André Breton: Yes, the shock was a rude one: the citizens of Hiroshima were not the only ones to suffer from it. Were it not for the human mind’s inexhaustible and unfailing resources of insouciance—note that I consider this insouciance consonant with life, that I’m grateful for it as I am for the wild grasses that so quickly take over the ruins, getting a jump on any war reparations that might be undertaken—I don’t know how we could recover; how any of us could still, without immediately feeling ridiculous, that we were freely able to commit to anything.

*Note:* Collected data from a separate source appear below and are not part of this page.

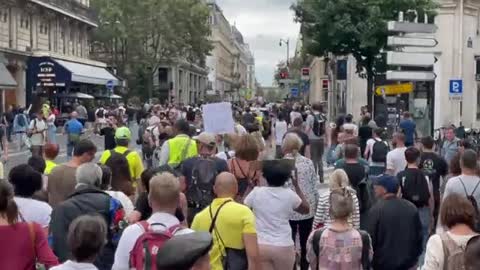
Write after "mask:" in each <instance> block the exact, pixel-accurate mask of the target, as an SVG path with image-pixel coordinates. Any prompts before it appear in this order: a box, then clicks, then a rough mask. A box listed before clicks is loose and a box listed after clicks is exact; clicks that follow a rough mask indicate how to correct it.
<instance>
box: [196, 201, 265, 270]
mask: <svg viewBox="0 0 480 270" xmlns="http://www.w3.org/2000/svg"><path fill="white" fill-rule="evenodd" d="M228 200H231V202H229V203H227V204H225V205H224V206H223V207H222V209H221V210H220V213H219V214H218V217H217V221H216V222H215V229H214V231H213V233H212V234H213V247H212V250H211V251H210V264H211V265H212V270H223V267H222V262H221V257H220V256H221V254H222V253H223V254H225V252H224V251H223V245H222V244H221V242H220V240H219V239H218V234H219V235H220V237H221V238H222V240H223V243H224V244H225V246H227V247H229V248H234V249H244V248H245V246H244V244H243V234H256V233H257V231H256V229H255V216H254V215H253V212H252V210H250V208H248V207H247V206H245V205H243V204H239V203H236V202H234V201H233V199H231V198H219V199H215V200H213V202H212V204H211V205H210V206H209V207H207V208H205V209H203V210H202V211H201V212H200V213H198V214H197V215H196V216H195V218H194V219H193V222H192V230H195V231H204V232H208V230H209V229H210V225H211V223H212V216H215V214H216V213H217V209H218V207H220V205H222V204H223V203H224V202H225V201H228ZM210 207H211V212H212V216H211V215H210ZM217 233H218V234H217ZM220 252H222V253H220Z"/></svg>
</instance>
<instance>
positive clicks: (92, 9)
mask: <svg viewBox="0 0 480 270" xmlns="http://www.w3.org/2000/svg"><path fill="white" fill-rule="evenodd" d="M30 1H31V2H34V3H38V4H41V3H45V4H47V5H51V6H54V7H56V8H59V9H61V10H63V11H66V12H67V13H69V14H71V15H72V16H71V17H73V16H76V17H80V18H82V19H84V20H87V21H89V22H91V23H95V24H98V16H97V13H96V12H95V10H93V8H89V7H88V6H85V5H84V4H82V3H80V2H78V1H75V0H30ZM39 2H41V3H39Z"/></svg>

When I left New York four months ago, agitation with respect to this subject had reached a fever pitch: it brooks no comparison with the much more passive emotion I’ve seen here. Over there, atomic disintegration was widely held to be the most important discovery since fire; no one hesitated to make predictions about it, however romantic (ultrapessimistic or ultraoptimistic, depending on one’s nature). But what struck the keenest minds, what for them constituted the great new fact was that man, realizing for the first time that not only was his own life endangered, but that of his entire species as well, suddenly lost the perspectives (whether selfless or cynical) that until then had conditioned his own thinking, and, in the best case, had justified his actions. Despite everything, the individual framework of birth and death had remained open until that point. Suddenly, however, a radical and well-founded doubt was introduced into the world’s future, closing the old framework shut. Everything we’d entrusted to a distant tomorrow; for want of seeing it happen in our own lifetimes—but which implicated us nonetheless—now became futile; the great blue thread snapped in the eyes of our children. As for art and literature (I’m still speaking of America), professional psychologists said that a profusion of works “made from pure despair and pure insanity” was unavoidable and just around the corner.

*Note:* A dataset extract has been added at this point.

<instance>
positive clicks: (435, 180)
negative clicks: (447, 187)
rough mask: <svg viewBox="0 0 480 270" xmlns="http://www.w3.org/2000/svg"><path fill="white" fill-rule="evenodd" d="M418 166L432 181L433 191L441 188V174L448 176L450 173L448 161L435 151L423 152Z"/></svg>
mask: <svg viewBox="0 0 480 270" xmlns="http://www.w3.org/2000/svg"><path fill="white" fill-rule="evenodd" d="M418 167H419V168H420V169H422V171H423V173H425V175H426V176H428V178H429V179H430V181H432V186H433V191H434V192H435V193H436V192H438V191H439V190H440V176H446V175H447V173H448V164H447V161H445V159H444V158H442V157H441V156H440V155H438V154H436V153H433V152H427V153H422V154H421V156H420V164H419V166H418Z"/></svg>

The intellectual situation created by the explosion in Hiroshima remains critical, and the reflections this event has inspired are still taking a dizzying turn. It goes without saying that we should do everything in our power, for as long as we can, to keep might on the side of life, to ward off and overcome this major scourge. In this regard, Denis de Rougemont’s Lettres sure la bombe atomique [Letters About the Atom Bomb], written in such a lucid tone that it deliberately eschews any ringing of alarms, constitutes a healthy and exemplary act. The concrete suggestions it contains deserve to be debated and to bear fruit. This, of course, must in no way makes lose sight of certain facts, and in particular does not absolve us from knowing whose hand governs the use of atomic energy in the United States (there are many details on this subject in the September issue of La Revue Internationale, from which the appropriate social conclusions can be drawn).

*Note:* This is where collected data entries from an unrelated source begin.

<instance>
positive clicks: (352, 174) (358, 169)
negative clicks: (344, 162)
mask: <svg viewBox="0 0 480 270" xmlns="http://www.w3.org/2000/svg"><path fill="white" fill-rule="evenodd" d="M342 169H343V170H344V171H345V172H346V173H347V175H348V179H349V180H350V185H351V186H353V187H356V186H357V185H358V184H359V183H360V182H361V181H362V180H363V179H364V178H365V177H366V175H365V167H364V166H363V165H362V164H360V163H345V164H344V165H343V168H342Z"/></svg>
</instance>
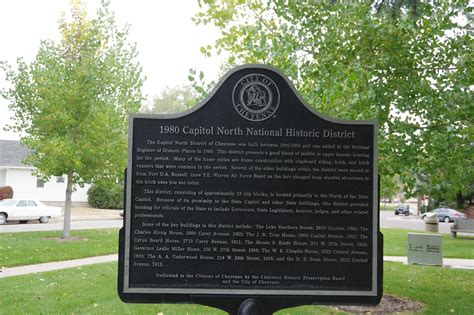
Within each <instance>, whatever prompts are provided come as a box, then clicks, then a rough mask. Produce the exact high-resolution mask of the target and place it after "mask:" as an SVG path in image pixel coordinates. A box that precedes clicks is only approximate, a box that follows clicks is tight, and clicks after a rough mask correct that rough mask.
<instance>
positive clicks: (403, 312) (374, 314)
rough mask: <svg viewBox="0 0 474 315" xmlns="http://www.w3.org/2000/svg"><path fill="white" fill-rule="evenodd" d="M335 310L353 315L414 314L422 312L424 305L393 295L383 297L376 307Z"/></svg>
mask: <svg viewBox="0 0 474 315" xmlns="http://www.w3.org/2000/svg"><path fill="white" fill-rule="evenodd" d="M335 308H336V309H337V310H340V311H344V312H349V313H353V314H373V315H382V314H394V313H408V312H409V313H416V312H420V311H421V310H423V308H424V305H423V304H422V303H420V302H417V301H413V300H410V299H408V298H405V297H401V296H395V295H384V296H383V297H382V301H380V304H379V305H377V306H347V305H339V306H335Z"/></svg>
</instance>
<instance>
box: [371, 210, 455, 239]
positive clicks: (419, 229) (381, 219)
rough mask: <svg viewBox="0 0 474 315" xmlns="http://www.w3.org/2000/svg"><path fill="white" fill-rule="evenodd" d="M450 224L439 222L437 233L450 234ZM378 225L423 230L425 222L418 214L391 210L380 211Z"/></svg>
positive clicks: (394, 227) (390, 226)
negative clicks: (417, 215) (399, 211)
mask: <svg viewBox="0 0 474 315" xmlns="http://www.w3.org/2000/svg"><path fill="white" fill-rule="evenodd" d="M451 225H452V223H444V222H439V225H438V227H439V233H444V234H450V229H451ZM380 226H381V227H386V228H398V229H407V230H418V231H424V230H425V222H424V221H423V220H421V218H420V217H419V216H415V215H410V216H408V217H407V216H404V215H402V216H400V215H395V214H393V212H392V211H381V212H380Z"/></svg>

We are forced to concede that our role here is only to propose, while others dispose; be that as it may, it is the strict duty of intellectuals to denounce the progress of a murderous folly that no longer knows any limits. Small as it may seem, every time the irresponsible powers get their comeuppance, and every time seduction and hope raise their heads, something is won. The use of atomic energy, as the irrevocable conquest of man, plants him dumbstruck at the intersection of two roads: one road leads to collective suicide, the other to a greater good of the most unexpected kind. For man to choose the latter will require all his capacity for refusal, all the audacity and genius he can muster. He’ll have to shake his habitual laziness, shatter the old frameworks, and then proceed to an overall recasting of ideas that have now become clichés, not one of which can be counted on.
Given the urgency of this choice, such an undertaking might seem fanciful. Nevertheless, a fundamental dissatisfaction is smouldering beneath the most varied and incompatible forms of conformity, not to mention a growing discontent, which might soon bear fruit.